The Amazon SageMaker linear learner algorithm supports three data channels: train, validation (optional), and test (optional). If you provide validation data, the S3DataDistributionType should be FullyReplicated. The algorithm logs validation loss at every epoch, and uses a sample of the validation data to calibrate and select the best model. If you don't provide validation data, the algorithm uses a sample of the training data to calibrate and select the model. If you provide test data, the algorithm logs include the test score for the final model.

For training, the linear learner algorithm supports both recordIO-wrapped protobuf and CSV formats. For the application/x-recordio-protobuf input type, only Float32 tensors are supported. For the text/csv input type, the first column is assumed to be the label, which is the target variable for prediction. You can use either File mode or Pipe mode to train linear learner models on data that is formatted as recordIO-wrapped-protobuf or as CSV.

For inference, the linear learner algorithm supports the application/json, application/x-recordio-protobuf, and text/csv formats. When you make predictions on new data, the format of the response depends on the type of model. For regression (predictor_type='regressor'), the score is the prediction produced by the model. For classification (predictor_type='binary_classifier' or predictor_type='multiclass_classifier'), the model returns a score and also a predicted_label. The predicted_label is the class predicted by the model and the score measures the strength of that prediction.

  • For binary classification, predicted_label is 0 or 1, and score is a single floating point number that indicates how strongly the algorithm believes that the label should be 1.

  • For multiclass classification, the predicted_class will be an integer from 0 to num_classes-1, and score will be a list of one floating point number per class.

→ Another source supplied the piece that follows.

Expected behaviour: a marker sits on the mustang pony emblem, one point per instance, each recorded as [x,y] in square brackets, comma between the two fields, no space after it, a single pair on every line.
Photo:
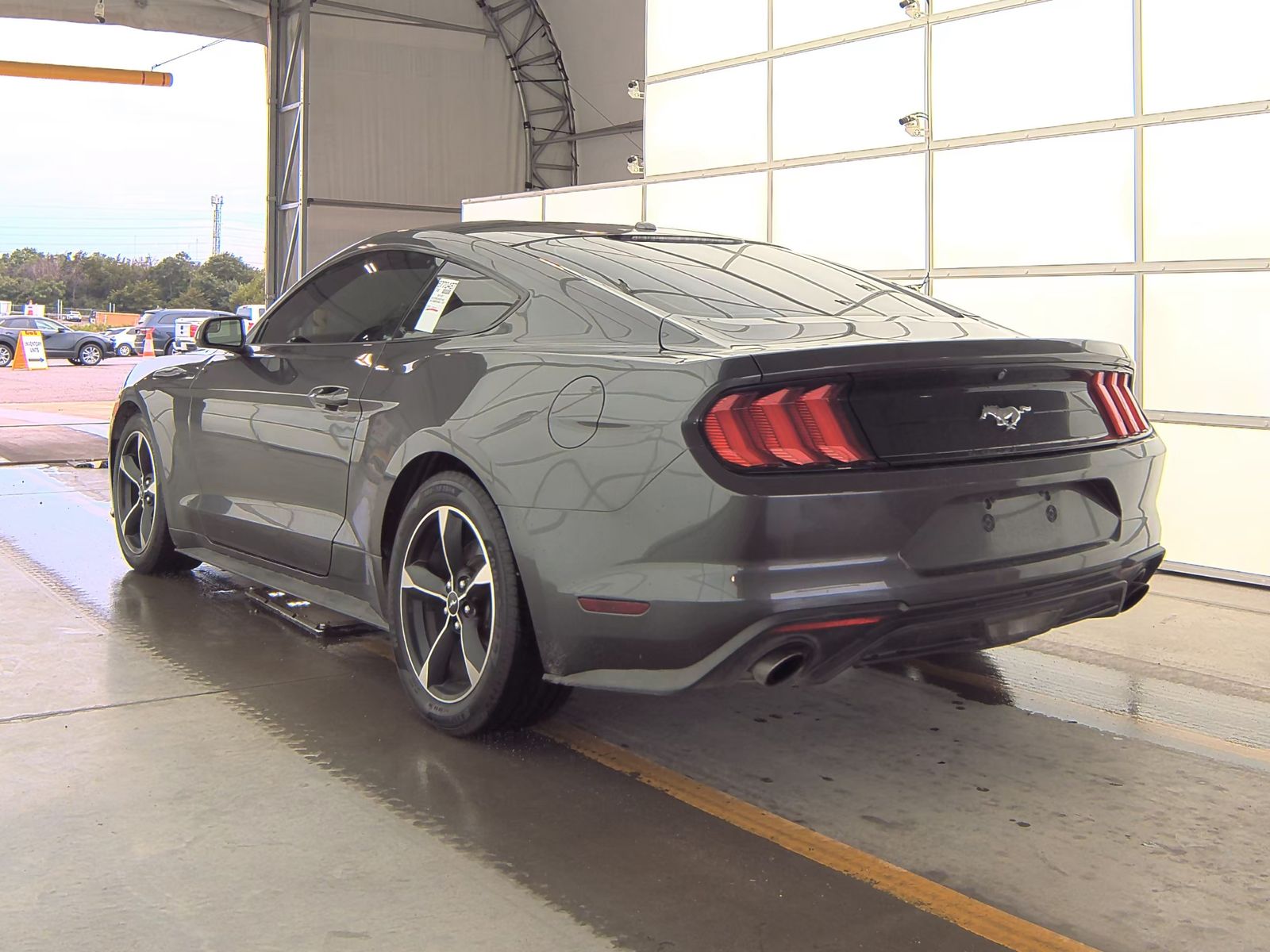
[1007,416]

To interpret the score in classification problems, you have to consider the loss function used. If the loss hyperparameter value is logistic for binary classification or softmax_loss for multiclass classification, then the score can be interpreted as the probability of the corresponding class. These are the loss values used by the linear learner when the loss value is auto default value. But if the loss is set to hinge_loss, then the score cannot be interpreted as a probability. This is because hinge loss corresponds to a Support Vector Classifier, which does not produce probability estimates.

For more information on input and output file formats, see Linear learner response formats. For more information on inference formats, and the Linear learner sample notebooks.

EC2 instance recommendation for the linear learner algorithm

The linear learner algorithm supports both CPU and GPU instances for training and inference. For GPU, the linear learner algorithm supports P2, P3, G4dn, and G5 GPU families.

During testing, we have not found substantial evidence that multi-GPU instances are faster than single-GPU instances. Results can vary, depending on your specific use case.

Linear learner sample notebooks

The following table outlines a variety of sample notebooks that address different use cases of Amazon SageMaker linear learner algorithm.

Notebook Title Description

An Introduction with the MNIST dataset

Using the MNIST dataset, we train a binary classifier to predict a single digit.

Predict Breast Cancer

Using UCI's Breast Cancer dataset, we train a model to predict Breast Cancer.

How to Build a Multiclass Classifier?

Using UCI's Covertype dataset, we demonstrate how to train a multiclass classifier.

How to Build a Machine Learning (ML) Pipeline for Inference?

Using a Scikit-learn container, we demonstrate how to build an end-to-end ML pipeline.

For instructions on how to create and access Jupyter notebook instances that you can use to run the example in SageMaker, see Amazon SageMaker Notebook Instances. After you have created a notebook instance and opened it, choose the SageMaker Examples tab to see a list of all of the SageMaker samples. The topic modeling example notebooks using the linear learning algorithm are located in the Introduction to Amazon algorithms section. To open a notebook, choose its Use tab and choose Create copy.